Warwickshire 463 (Westwood 68, Evans 178, Javid 83) and 180 for 6 dec. (Woakes 60, Clarke 54*) beat Nottinghamshire 217 (Taylor 80, Lumb 51; J Patel 4-60) and 210 (Hales 58; Patel 4-68) by 216 runs

Warwickshire gave more substance to their conviction that they can yet mount a successful defence of their 2012 title with a well-won victory over Nottinghamshire that puts them back in contention with six matches remaining, albeit with plenty still to do.

Worryingly for Nottinghamshire, who have found themselves hard pressed to bowl sides out this season and without a top quality spin bowler to exploit the summer's increasingly dry pitches, they lost from a position they would have hoped to defend after going to lunch only two wickets down.

They will consider what happened in the 45 overs that followed as deeply disappointing but Warwickshire deserved much credit for the skill and persistence of their bowlers and the imagination used by Varun Chopra, their temporary captain, who took the opportunity provided by a big lead to set attacking but sometimes unconventional fields, deploying three short midwickets as well as a short extra-cover for the seamers, and giving Jeetan Patel, his front-line spinner, the benefit of two close-in fielders on each side of the wicket, as well as a slip and a short fine leg.

It meant there were no periods in which Nottinghamshire could comfortably use up time, the pressure always on them to avoid mistakes. In the end, it was just too much for them.

They had gone to lunch 78 for 2, which in many instances would seem to be a position that offered them every prospect of hanging on grimly. Steven Mullaney had been bowled by the 12th ball of the morning but Michael Lumb had been the only other casualty, caught behind off Keith Barker, with Tim Ambrose standing up.

Alex Hales, in such woeful form in the four-day game this season that he played here only because Riki Wessels has a broken thumb, turned out to be their strongest line of resistance, batting more than four hours for only his second half-century of the season.

But both James Taylor and Chris Read fell cheaply and when Hales finally chipped a ball from Patel to short mid-on a second body blow quickly followed as Samit Patel, who had appeared to have successfully reined himself in after a breezy start, was given out in circumstances he disputed, caught by one of the short midwickets when adamant he had played the ball from Rikki Clarke into the ground. His slow departure, accompanied by words and gestures aimed at umpire Trevor Jesty, may land him in trouble.
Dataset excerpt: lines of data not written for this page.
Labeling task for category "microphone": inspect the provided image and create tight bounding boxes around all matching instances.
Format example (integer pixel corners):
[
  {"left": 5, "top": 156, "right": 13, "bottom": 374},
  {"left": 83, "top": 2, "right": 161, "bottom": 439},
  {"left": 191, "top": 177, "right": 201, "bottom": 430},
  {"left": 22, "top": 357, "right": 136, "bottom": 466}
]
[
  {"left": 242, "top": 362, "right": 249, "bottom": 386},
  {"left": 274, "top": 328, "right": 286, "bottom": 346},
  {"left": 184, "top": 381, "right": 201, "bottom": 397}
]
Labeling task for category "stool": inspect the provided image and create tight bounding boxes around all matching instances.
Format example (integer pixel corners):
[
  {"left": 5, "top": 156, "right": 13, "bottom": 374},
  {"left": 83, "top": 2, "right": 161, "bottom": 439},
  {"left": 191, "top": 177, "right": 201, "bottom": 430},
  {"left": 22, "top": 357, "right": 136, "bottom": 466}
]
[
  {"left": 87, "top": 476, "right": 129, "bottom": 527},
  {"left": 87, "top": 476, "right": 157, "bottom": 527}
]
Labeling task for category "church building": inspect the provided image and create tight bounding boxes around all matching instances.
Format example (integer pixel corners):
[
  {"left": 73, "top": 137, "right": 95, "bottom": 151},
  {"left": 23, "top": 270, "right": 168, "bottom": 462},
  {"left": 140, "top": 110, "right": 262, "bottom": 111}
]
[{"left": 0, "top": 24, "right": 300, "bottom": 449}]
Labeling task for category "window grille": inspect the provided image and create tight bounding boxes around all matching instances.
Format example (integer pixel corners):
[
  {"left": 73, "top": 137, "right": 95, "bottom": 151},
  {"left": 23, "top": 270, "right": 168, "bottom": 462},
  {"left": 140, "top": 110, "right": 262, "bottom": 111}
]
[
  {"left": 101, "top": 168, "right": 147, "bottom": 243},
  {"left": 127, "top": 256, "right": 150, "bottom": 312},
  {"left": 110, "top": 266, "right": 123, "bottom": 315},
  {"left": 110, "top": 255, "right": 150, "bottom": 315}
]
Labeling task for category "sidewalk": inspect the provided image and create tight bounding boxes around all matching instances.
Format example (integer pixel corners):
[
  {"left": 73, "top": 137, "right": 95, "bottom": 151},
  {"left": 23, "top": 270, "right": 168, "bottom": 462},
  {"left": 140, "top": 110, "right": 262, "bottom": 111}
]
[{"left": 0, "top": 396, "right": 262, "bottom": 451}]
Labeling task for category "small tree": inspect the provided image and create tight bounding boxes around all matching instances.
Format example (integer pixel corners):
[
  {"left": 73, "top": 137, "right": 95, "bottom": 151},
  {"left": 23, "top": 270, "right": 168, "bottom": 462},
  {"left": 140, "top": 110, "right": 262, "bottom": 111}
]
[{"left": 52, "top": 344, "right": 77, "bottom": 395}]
With Read following him back shortly afterwards, the third of four victims for New Zealand offspinner Jeetan Patel, odds swung heavily in Warwickshire's favour. Nottinghamshire reached tea with no further losses but the 35 overs remaining must have seemed a long stretch with only four wickets remaining.

Patel bowled Ajmal Shahzad with the first ball of the final session and even though David Hussey was still there a sense of the inevitable hung over him. Andre Adams was caught by Ian Westwood at short leg off Patel and then came the new ball, taken after 84 overs.

Hussey was well held low down at first slip by Chopra before Boyd Rankin, aware that the short ball would eventually reap a dividend, kept banging them in until Luke Fletcher obliged with a fended edge to third slip.

Chopra believes Warwickshire, who had looked so forlorn only a couple of weeks ago, are back in the hunt after following up their defeat of Middlesex at Uxbridge. "I don't know where we stand in points but we have to play Yorkshire next and Sussex are still to come here and if we are playing good cricket we are a match for most sides," he said.

"We had to be patient in this game. On wickets like this at Edgbaston, trying to get 20 wickets is always very difficult. Against Lancashire we made them follow-on and they batted out the day.

"We didn't enforce here and it was always in the back of your mind that it might have been the wrong decision but we felt if we added a few more runs to give us a big lead to work with and the wicket might deteriorate a bit more and that would be to our advantage with an international spinner in the side."